The town of Mijas is set high up on a mountain in the Costa del Sol region of Spain. It affords spectacular views of the Mediterranean, as well as of several cities thousands of feet below.
We reached the town by car, ascending by a seemingly infinite series of hairpin curves on a narrow crowned road that pulled the car toward the rocky face of the mountain on the way up.
I didn’t have to imagine how the descent would threaten to topple my car over the guard rails—that is, in the places that actually had rails—because I saw how descending cars and, occasionally, buses leaned as they flirted with the outer edge.
Often as not those vehicles appeared at the blindest spots on the curves, a shock that made me clench the wheel so hard that I frequently had to shake my hands to restore circulation.
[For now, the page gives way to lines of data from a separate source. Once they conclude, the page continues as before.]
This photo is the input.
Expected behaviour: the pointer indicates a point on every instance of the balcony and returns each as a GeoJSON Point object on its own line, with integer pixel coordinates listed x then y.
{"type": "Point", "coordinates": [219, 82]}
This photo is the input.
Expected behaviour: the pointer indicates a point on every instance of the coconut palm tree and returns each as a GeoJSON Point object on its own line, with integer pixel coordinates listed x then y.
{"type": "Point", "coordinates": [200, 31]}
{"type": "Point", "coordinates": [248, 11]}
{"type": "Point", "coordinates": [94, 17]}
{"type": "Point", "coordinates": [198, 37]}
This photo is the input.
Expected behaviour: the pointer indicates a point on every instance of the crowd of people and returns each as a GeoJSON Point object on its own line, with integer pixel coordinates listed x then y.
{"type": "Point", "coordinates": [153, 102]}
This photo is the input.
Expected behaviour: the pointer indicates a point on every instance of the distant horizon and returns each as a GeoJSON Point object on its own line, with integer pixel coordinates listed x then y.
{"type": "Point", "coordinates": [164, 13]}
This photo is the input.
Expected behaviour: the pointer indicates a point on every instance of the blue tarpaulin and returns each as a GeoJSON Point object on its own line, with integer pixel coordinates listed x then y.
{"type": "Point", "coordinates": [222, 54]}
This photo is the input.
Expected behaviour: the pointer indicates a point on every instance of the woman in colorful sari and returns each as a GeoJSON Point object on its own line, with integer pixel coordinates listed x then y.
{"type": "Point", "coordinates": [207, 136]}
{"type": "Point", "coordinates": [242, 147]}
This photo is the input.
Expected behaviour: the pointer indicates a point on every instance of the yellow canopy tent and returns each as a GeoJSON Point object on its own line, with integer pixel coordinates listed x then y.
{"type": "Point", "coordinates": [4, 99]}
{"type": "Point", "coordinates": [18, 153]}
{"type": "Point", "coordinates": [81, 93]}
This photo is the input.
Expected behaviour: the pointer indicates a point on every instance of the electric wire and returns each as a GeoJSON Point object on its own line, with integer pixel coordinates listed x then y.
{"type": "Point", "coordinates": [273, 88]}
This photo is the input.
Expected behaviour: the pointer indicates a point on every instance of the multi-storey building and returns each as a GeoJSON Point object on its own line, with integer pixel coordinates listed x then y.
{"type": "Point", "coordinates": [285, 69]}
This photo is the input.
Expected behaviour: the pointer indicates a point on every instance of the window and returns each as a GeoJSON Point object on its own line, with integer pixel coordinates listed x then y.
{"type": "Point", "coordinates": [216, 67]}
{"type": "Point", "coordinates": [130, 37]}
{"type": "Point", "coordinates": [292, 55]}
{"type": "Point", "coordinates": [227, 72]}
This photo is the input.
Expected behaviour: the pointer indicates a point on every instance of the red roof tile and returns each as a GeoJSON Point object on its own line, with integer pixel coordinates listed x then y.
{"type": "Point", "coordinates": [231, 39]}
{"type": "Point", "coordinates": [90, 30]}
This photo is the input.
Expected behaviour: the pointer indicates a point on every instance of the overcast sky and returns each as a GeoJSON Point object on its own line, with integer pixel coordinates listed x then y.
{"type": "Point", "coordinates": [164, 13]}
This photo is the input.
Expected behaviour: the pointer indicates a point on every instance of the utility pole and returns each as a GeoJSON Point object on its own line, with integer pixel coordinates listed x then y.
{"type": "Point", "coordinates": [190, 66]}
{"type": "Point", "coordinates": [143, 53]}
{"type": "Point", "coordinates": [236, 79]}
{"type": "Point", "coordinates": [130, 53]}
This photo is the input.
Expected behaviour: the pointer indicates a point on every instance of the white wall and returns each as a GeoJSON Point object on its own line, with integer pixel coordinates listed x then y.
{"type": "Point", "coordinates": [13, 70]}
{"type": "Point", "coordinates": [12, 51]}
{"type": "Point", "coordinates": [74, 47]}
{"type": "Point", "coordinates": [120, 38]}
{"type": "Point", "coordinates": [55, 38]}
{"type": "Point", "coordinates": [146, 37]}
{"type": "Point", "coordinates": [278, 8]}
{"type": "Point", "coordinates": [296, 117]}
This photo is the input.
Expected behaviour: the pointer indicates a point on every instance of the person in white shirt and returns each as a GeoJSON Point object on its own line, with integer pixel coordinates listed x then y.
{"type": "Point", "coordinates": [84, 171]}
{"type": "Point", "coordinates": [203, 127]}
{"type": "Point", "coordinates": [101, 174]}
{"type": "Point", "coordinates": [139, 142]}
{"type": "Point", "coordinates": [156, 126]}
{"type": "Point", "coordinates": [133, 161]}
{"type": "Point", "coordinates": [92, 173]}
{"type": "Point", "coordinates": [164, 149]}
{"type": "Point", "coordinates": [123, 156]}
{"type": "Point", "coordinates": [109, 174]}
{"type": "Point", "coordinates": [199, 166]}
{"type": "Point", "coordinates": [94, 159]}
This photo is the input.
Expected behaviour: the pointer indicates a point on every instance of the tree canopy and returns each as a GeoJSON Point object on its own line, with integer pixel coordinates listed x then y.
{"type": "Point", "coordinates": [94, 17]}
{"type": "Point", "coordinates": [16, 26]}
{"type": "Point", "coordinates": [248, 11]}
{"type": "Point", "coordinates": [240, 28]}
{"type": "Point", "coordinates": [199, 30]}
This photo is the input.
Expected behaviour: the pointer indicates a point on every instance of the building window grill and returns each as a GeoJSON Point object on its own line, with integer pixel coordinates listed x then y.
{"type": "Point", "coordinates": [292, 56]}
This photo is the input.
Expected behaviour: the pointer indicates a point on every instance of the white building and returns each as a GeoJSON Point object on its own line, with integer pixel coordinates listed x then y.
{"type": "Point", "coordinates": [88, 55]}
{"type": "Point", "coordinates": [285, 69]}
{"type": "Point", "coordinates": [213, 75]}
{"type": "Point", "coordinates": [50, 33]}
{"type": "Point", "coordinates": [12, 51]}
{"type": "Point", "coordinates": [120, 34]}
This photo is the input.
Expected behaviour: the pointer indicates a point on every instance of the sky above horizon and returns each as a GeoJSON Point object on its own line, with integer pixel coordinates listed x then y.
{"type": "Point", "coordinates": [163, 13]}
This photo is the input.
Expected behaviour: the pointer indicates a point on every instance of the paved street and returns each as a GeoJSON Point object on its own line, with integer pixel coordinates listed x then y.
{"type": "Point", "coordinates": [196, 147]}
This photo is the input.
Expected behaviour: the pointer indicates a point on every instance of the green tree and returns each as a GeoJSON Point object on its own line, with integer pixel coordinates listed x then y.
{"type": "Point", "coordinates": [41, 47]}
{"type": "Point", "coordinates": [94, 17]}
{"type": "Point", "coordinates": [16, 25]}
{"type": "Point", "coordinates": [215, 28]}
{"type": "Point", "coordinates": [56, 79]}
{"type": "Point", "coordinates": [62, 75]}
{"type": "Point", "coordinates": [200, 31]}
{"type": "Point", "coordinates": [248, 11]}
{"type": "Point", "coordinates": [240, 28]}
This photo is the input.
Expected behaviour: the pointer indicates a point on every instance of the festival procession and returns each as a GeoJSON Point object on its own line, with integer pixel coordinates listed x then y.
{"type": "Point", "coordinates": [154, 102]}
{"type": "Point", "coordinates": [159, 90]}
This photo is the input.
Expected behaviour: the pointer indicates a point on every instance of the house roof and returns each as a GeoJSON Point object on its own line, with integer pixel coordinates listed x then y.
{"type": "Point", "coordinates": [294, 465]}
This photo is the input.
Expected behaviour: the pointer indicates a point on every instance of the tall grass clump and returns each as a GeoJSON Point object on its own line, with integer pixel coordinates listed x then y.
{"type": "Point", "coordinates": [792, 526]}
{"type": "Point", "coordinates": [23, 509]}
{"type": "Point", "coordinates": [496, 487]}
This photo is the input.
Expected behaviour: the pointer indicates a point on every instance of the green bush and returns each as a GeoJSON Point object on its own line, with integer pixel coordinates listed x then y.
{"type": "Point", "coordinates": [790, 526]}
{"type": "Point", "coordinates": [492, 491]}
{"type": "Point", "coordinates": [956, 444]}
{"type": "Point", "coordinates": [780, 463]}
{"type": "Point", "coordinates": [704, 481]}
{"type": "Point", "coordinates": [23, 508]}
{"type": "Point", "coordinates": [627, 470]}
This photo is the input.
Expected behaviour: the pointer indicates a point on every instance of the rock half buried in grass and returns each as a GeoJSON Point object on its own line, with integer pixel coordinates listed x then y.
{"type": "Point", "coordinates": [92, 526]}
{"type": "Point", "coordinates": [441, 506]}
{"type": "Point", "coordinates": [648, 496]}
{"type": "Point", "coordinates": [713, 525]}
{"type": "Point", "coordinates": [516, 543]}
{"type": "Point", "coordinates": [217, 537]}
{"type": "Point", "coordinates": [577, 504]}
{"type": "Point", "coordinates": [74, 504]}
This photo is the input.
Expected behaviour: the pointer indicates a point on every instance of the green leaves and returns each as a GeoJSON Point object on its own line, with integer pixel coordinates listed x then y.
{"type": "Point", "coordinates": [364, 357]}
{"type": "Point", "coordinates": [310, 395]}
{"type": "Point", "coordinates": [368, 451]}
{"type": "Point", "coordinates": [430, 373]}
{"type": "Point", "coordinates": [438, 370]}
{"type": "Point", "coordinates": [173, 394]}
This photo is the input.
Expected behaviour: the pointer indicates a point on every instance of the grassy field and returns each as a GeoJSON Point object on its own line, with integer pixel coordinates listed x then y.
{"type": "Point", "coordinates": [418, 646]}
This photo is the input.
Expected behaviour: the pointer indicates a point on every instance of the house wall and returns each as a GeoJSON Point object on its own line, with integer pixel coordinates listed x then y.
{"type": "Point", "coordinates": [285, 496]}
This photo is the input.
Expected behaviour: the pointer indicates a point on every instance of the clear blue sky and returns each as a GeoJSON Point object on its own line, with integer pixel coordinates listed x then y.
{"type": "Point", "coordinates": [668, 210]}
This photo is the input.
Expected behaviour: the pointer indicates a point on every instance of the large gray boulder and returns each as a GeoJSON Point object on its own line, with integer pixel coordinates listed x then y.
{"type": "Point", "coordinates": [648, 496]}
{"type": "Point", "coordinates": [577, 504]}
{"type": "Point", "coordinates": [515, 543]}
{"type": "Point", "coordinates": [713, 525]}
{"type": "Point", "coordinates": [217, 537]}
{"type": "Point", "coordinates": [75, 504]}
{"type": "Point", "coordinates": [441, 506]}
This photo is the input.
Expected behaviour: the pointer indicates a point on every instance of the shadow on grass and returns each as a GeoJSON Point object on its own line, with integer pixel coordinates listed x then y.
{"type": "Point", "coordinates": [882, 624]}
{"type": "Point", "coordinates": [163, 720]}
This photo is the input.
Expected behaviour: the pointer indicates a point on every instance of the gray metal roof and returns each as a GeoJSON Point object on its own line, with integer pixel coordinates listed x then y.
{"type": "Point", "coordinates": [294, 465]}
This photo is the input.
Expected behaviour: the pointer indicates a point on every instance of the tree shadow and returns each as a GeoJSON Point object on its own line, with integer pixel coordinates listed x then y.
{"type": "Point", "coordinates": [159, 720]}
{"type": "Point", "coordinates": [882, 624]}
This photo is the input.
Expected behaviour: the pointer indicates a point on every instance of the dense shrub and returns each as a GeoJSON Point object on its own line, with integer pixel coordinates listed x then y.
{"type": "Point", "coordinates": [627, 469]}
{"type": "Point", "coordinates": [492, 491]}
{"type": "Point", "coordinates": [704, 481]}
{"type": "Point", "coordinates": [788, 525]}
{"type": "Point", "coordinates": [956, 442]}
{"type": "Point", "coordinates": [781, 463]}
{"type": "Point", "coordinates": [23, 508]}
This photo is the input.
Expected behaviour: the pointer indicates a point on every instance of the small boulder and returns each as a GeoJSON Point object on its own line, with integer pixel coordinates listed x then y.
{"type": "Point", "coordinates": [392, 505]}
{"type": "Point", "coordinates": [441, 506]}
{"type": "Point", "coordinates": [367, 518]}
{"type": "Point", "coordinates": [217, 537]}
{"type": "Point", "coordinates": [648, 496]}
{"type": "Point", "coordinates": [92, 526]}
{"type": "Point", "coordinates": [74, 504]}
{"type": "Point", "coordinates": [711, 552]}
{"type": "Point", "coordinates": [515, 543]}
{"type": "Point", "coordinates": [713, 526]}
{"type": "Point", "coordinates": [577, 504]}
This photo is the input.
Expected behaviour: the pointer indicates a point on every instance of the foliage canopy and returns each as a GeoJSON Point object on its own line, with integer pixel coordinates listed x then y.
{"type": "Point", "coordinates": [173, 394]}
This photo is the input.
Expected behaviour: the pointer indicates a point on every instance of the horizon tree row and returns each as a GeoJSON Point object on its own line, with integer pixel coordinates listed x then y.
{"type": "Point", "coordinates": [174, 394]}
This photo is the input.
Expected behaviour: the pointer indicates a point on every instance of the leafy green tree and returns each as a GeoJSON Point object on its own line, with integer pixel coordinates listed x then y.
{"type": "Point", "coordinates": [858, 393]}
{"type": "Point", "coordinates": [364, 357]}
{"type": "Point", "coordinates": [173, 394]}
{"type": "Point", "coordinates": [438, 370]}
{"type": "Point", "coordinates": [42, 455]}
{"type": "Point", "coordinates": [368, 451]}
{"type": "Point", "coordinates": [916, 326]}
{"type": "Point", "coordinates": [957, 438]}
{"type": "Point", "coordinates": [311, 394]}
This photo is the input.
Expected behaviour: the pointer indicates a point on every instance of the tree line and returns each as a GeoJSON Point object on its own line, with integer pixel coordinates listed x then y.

When by some miracle we arrived at the top and saw the beautiful white houses with their orange tops, and the tourists walking about among the shops and taking pictures of the steep, narrow streets, I was pleasantly distracted. Yet I could not help thinking about the return trip down the mountain.
After a few hours of enjoying the village square, making some obligatory purchases for friends back home and some impulsive ones for ourselves, my companions and I decided to take a tour of the village in a golf cart. Our driver/guide was Magdalena, a young Mexican graduate of a fine arts college in Italy. She maneuvered streets too narrow for cars and showed us through numerous plazas, gardens, and churches that still wore architectural reminders of the Moorish conquest and their conversion to mosques.
At one point I asked Magdalena whether she lived in Mijas and she said no, she lived at the bottom of the mountain in Marbella.
“Do you mean you drive up and down that treacherous road with its hairpin curves twice a day?” I asked.
“No,” she said, “the road I take is much safer,” and she gave me directions, which for obvious reasons I promptly memorized.
And so it was that our return trip was made on a three-lane highway through a number of attractive neighborhoods. To be sure there were many curves, but they were all gentle and well graded with no cliffs at their edge, and we arrived back at our hotel on the Mediterranean in 25 pleasant minutes. (This compared to the 90 hair-raising minutes going.)
As I think back on my delightful day in Mijas, my thoughts are dominated by one perplexing question: Why are virtually all the visitors to that lovely town offered a treacherous white-knuckled route when they could as easily be given a safe, more enjoyable one.
I’m sure there is an answer to the question. But for the life of me I can’t imagine that it is a good one.